The Russian squad came out in the first quarter playing with an aggressive edge. Buoyed by a strong hometown crowd, Russia pushed the pace as Canada fell behind early. After 10 minutes of play, the Russian side had built a 22-11 lead. The Russians continued to push ahead and extended the lead to 25 before Canada finished with a solid response over the half’s final minutes. Canada ended the period showing signs of life, but still trailed 43-26 at the break.
A more even third quarter saw Canada continue to compete with the Russians. The two teams traded chances throughout the second-half opener, but Canada fell behind 64-44 by the end of the frame. The final 10 minutes saw Team Canada battle back with a determined effort. The Red and White started to execute on both sides of the court, getting key defensive stops while also finishing in the Russian end. Canada outscored Russia 24-14 in the quarter, but could not erase its first-half deficit.
Toronto, Ont. native Daniel Mullings led the way for Canada with 12 points, seven rebounds and three assists. Fellow Ontarians Melvin Ejim and Brady Heslip also notched a dozen points on the day. Heslip’s points all came from beyond-the-arc as the Burlington product continued to shoot the ball well from long range. The game’s full set of statistics can be found here.
“We gave them too many looks and let them get into a rhythm because we turned the ball over so much. Twenty-three turnovers is too many to give a team like that,” said head coach Jay Triano, when speaking about the match to Canadian Interuniversity Sport (CIS).
He added that, “As a group we talked about not playing the outcome, we talked about playing every possession.
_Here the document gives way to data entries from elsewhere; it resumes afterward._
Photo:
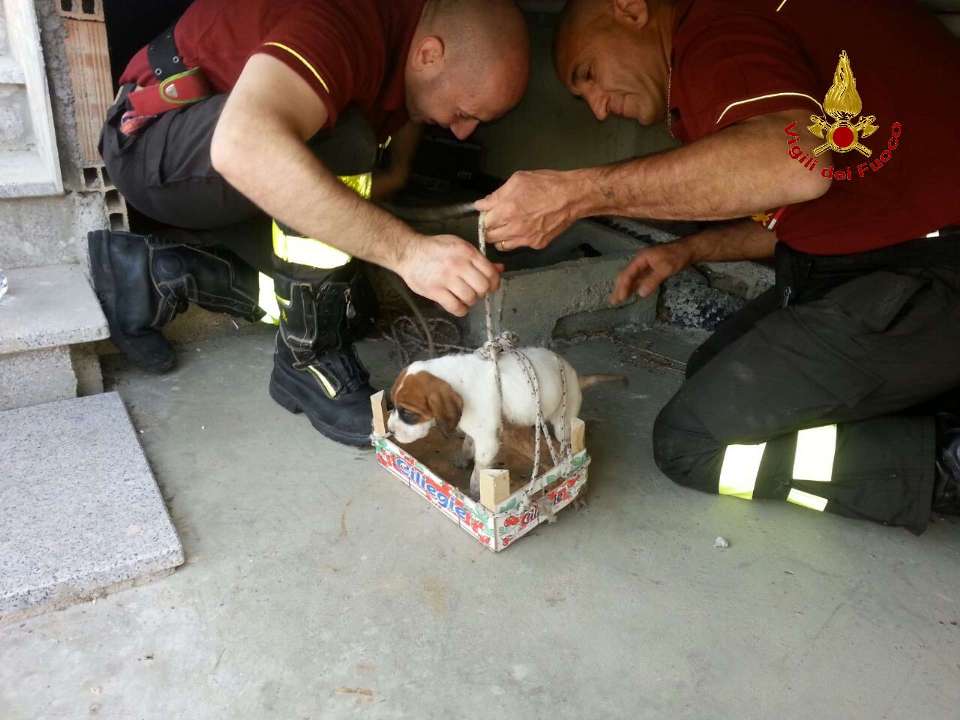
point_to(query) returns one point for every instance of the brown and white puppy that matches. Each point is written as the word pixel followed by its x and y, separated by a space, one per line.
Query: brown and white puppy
pixel 460 392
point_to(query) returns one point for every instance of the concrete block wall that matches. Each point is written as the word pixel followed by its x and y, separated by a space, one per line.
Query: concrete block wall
pixel 52 229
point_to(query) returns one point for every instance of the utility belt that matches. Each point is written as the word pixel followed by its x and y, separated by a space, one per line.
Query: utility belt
pixel 176 86
pixel 803 276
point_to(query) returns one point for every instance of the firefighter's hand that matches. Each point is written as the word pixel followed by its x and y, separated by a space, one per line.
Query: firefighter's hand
pixel 530 210
pixel 650 268
pixel 450 271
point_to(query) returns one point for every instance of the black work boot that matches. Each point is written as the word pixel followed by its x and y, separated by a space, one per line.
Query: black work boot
pixel 946 492
pixel 143 283
pixel 316 370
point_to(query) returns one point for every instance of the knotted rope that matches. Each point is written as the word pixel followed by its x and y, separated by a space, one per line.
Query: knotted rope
pixel 506 343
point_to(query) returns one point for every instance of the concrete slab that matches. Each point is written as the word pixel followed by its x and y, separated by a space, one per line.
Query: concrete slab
pixel 545 295
pixel 80 511
pixel 319 587
pixel 48 307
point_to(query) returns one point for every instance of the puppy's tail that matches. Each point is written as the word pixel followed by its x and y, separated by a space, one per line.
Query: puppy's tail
pixel 588 381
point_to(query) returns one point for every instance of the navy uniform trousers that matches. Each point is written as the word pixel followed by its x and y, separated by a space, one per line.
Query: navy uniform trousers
pixel 820 391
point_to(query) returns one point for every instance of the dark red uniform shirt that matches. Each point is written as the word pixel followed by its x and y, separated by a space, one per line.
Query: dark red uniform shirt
pixel 735 59
pixel 350 51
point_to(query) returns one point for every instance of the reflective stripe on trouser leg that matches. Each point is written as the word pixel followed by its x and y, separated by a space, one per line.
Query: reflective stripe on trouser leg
pixel 311 252
pixel 813 462
pixel 268 301
pixel 741 466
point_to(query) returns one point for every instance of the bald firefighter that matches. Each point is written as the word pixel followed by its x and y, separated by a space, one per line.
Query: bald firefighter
pixel 836 131
pixel 258 119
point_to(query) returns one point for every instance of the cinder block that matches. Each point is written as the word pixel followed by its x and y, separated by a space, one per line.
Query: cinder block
pixel 48 321
pixel 48 307
pixel 35 377
pixel 80 511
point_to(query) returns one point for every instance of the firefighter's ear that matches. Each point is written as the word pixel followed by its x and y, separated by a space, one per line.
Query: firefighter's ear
pixel 429 54
pixel 634 13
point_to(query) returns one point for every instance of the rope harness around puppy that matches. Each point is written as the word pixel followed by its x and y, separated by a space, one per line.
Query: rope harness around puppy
pixel 506 343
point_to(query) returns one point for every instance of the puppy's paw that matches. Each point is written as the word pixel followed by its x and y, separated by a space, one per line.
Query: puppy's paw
pixel 475 484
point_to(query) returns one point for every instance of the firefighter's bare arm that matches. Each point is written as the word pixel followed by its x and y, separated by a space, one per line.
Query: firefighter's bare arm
pixel 259 147
pixel 745 240
pixel 403 148
pixel 735 173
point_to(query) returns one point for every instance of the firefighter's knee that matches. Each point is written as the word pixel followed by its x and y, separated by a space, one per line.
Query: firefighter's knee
pixel 682 448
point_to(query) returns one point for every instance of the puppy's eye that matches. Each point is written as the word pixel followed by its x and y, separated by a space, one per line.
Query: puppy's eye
pixel 410 418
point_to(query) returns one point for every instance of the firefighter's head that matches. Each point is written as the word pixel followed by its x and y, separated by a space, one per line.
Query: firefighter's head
pixel 469 63
pixel 615 54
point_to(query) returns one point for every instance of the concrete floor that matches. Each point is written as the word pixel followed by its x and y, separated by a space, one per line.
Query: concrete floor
pixel 319 587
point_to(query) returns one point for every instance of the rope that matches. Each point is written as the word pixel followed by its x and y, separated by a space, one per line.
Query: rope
pixel 506 344
pixel 413 335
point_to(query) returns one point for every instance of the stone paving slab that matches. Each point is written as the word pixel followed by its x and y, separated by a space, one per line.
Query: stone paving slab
pixel 80 511
pixel 49 307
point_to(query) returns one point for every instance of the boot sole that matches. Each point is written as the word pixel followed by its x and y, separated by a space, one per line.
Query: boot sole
pixel 287 401
pixel 105 289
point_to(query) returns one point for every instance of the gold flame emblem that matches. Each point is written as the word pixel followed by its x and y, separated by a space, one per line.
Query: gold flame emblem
pixel 843 105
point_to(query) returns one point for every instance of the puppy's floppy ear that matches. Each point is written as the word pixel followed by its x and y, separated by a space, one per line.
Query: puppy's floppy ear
pixel 446 406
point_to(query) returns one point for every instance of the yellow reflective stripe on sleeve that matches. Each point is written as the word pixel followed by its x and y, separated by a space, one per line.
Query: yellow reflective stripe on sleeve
pixel 812 502
pixel 306 251
pixel 730 107
pixel 741 466
pixel 267 300
pixel 362 185
pixel 302 59
pixel 816 449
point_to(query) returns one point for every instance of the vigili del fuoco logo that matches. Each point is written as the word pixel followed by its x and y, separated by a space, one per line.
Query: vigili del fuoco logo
pixel 842 128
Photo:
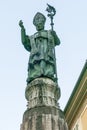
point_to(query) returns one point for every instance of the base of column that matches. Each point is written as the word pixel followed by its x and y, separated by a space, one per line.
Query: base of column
pixel 43 118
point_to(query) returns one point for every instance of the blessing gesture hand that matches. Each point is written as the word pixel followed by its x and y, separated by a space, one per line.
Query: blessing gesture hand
pixel 21 24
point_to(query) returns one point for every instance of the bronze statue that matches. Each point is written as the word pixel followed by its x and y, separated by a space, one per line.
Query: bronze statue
pixel 41 47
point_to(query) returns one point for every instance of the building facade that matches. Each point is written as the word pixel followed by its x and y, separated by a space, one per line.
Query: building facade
pixel 76 108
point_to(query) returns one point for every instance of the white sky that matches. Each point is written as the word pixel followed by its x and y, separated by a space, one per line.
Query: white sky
pixel 70 25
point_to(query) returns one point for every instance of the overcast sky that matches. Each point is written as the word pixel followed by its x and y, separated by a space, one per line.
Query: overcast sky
pixel 70 24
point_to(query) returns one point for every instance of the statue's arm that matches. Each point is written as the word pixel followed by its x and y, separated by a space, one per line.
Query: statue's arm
pixel 24 38
pixel 56 39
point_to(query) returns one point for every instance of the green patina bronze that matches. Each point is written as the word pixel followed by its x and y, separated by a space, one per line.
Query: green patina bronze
pixel 41 47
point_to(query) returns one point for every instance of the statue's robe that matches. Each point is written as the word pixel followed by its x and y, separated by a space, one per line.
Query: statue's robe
pixel 42 58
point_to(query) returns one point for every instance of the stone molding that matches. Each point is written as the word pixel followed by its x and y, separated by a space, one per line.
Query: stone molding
pixel 42 91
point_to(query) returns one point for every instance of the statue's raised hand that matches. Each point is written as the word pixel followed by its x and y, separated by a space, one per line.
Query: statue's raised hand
pixel 21 24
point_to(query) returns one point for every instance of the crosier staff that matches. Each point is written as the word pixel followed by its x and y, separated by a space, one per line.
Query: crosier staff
pixel 51 12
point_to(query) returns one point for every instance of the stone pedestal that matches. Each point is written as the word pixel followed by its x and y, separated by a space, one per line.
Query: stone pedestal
pixel 42 111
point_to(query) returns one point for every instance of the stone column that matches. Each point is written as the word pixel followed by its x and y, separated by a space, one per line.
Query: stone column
pixel 42 111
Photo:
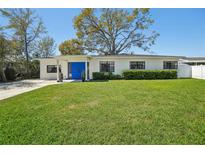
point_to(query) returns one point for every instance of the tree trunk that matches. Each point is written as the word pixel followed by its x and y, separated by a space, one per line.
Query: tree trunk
pixel 3 76
pixel 27 56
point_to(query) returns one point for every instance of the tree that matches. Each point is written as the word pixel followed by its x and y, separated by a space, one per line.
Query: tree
pixel 114 31
pixel 27 28
pixel 71 47
pixel 4 55
pixel 45 47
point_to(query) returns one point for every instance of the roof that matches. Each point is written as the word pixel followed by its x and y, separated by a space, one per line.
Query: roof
pixel 125 56
pixel 139 55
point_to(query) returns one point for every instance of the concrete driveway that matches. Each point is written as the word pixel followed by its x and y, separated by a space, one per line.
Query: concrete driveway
pixel 14 88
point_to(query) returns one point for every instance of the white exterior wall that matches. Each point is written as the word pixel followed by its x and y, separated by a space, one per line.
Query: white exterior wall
pixel 184 71
pixel 52 76
pixel 122 64
pixel 198 72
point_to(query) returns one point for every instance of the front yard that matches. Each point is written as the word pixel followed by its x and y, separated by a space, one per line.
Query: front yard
pixel 114 112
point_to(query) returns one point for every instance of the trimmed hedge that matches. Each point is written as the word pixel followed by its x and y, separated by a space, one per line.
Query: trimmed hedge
pixel 149 74
pixel 105 76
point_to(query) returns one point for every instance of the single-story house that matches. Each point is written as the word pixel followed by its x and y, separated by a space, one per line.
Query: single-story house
pixel 72 66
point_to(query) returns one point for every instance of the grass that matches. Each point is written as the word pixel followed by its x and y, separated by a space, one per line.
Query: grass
pixel 114 112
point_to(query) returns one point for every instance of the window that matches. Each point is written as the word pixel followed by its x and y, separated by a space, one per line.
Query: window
pixel 170 65
pixel 137 65
pixel 107 66
pixel 51 69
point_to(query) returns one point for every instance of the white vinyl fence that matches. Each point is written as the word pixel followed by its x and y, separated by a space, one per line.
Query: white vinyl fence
pixel 198 72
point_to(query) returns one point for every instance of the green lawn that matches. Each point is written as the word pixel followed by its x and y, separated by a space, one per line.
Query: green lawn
pixel 114 112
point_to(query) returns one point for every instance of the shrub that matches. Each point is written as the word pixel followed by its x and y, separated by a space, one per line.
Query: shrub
pixel 105 76
pixel 150 74
pixel 10 73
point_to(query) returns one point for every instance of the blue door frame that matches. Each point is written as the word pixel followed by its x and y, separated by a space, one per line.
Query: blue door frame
pixel 77 68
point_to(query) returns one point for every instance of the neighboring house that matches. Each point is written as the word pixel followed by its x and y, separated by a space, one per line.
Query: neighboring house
pixel 72 66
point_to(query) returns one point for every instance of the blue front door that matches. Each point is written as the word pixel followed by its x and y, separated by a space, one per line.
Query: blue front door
pixel 77 68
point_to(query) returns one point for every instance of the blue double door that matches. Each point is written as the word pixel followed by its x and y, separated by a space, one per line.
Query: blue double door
pixel 77 69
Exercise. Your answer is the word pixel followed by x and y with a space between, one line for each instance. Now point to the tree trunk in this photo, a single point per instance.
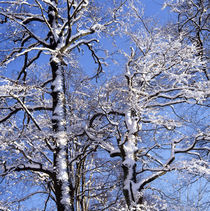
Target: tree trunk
pixel 62 184
pixel 128 151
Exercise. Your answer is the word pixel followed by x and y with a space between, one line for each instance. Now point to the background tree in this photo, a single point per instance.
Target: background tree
pixel 42 106
pixel 141 114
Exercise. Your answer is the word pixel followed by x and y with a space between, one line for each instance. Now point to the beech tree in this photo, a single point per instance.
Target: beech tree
pixel 39 130
pixel 76 145
pixel 141 114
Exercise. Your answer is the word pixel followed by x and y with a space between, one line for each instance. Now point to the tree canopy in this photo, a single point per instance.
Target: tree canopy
pixel 73 137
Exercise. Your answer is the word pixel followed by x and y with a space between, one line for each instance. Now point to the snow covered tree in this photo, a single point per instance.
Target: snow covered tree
pixel 72 145
pixel 42 112
pixel 141 119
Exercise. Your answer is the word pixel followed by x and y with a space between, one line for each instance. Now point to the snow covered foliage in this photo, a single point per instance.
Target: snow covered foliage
pixel 69 144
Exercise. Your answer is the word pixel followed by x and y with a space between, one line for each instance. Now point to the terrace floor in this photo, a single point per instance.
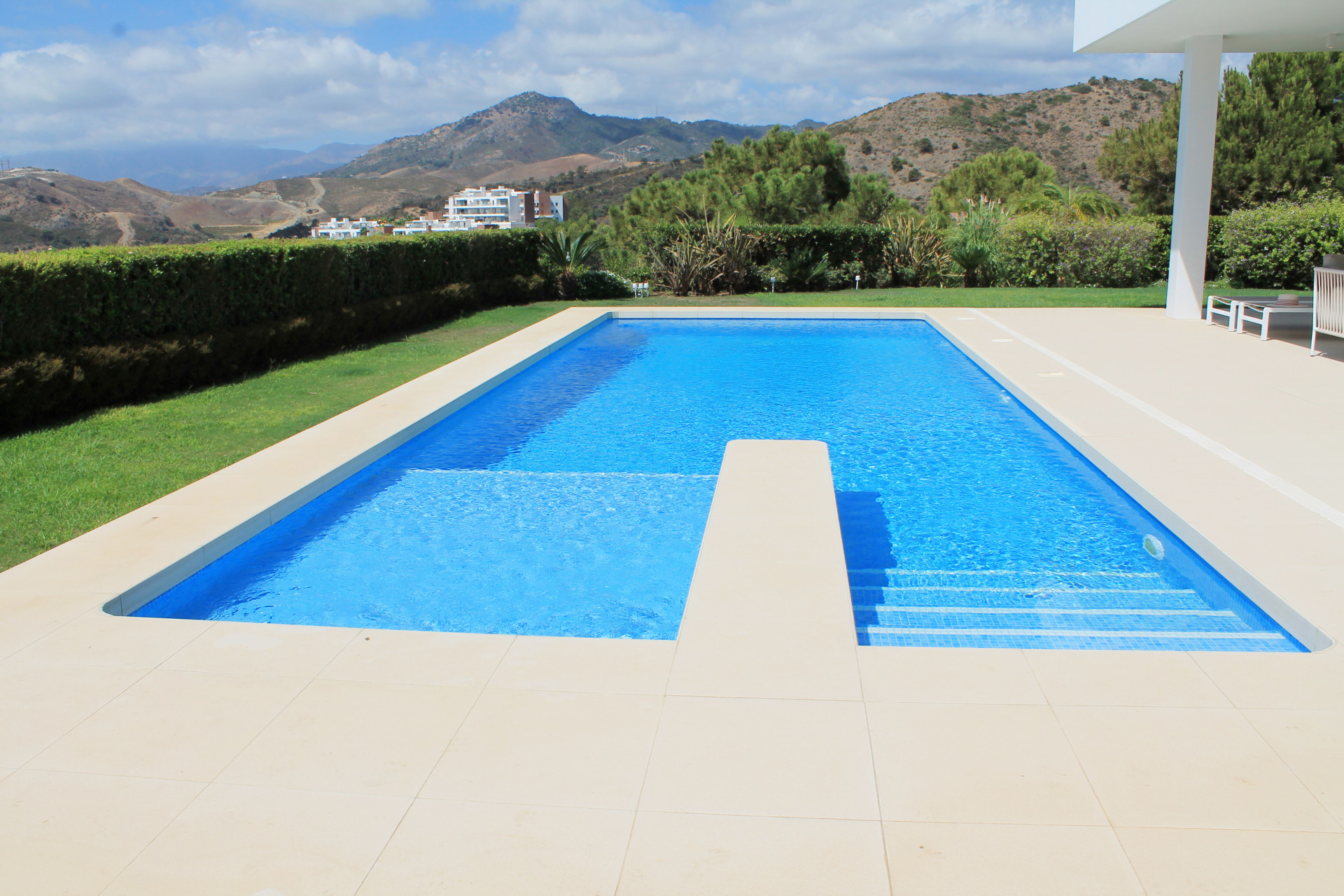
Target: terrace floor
pixel 164 757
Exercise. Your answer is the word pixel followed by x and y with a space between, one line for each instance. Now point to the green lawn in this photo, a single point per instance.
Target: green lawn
pixel 62 481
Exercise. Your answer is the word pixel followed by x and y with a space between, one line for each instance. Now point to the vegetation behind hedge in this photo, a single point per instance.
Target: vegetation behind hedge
pixel 49 386
pixel 54 301
pixel 1276 246
pixel 1041 250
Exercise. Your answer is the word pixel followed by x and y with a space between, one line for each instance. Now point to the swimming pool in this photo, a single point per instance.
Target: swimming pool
pixel 570 500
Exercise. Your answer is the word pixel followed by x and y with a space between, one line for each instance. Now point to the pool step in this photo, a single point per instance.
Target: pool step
pixel 1044 609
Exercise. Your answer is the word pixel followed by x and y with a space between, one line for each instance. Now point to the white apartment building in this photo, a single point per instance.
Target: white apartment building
pixel 488 209
pixel 499 207
pixel 346 229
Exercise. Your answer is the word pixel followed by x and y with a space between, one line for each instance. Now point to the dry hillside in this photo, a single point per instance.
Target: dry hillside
pixel 1065 125
pixel 52 210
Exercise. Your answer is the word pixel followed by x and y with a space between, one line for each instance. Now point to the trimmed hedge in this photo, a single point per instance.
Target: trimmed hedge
pixel 1276 246
pixel 49 386
pixel 604 284
pixel 1040 250
pixel 850 248
pixel 54 301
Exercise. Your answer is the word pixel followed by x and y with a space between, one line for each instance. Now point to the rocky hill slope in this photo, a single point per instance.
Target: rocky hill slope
pixel 52 210
pixel 531 128
pixel 917 140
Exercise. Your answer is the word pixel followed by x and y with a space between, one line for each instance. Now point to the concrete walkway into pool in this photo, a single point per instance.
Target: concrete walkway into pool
pixel 764 752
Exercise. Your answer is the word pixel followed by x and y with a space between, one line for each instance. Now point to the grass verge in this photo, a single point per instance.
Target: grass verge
pixel 62 481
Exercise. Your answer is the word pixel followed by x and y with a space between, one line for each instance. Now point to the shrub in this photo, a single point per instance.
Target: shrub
pixel 50 386
pixel 1040 250
pixel 854 248
pixel 52 301
pixel 601 284
pixel 1276 246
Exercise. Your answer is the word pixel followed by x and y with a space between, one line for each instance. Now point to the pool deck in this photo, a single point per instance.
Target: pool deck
pixel 762 751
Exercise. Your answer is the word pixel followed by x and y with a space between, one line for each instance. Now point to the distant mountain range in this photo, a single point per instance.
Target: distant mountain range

That’s how you become a good basketball team and that’s why we’re here.
Triano and his charges will need to put this loss – the first of their summer following a 9-0 tournament in China – behind them as they prepare for the bronze-medal match on Tuesday at 11:00 a.m. (ET). In the bout for third place, Canada will face Serbia, who lost 65-62 to Australia in the other semifinal match-up.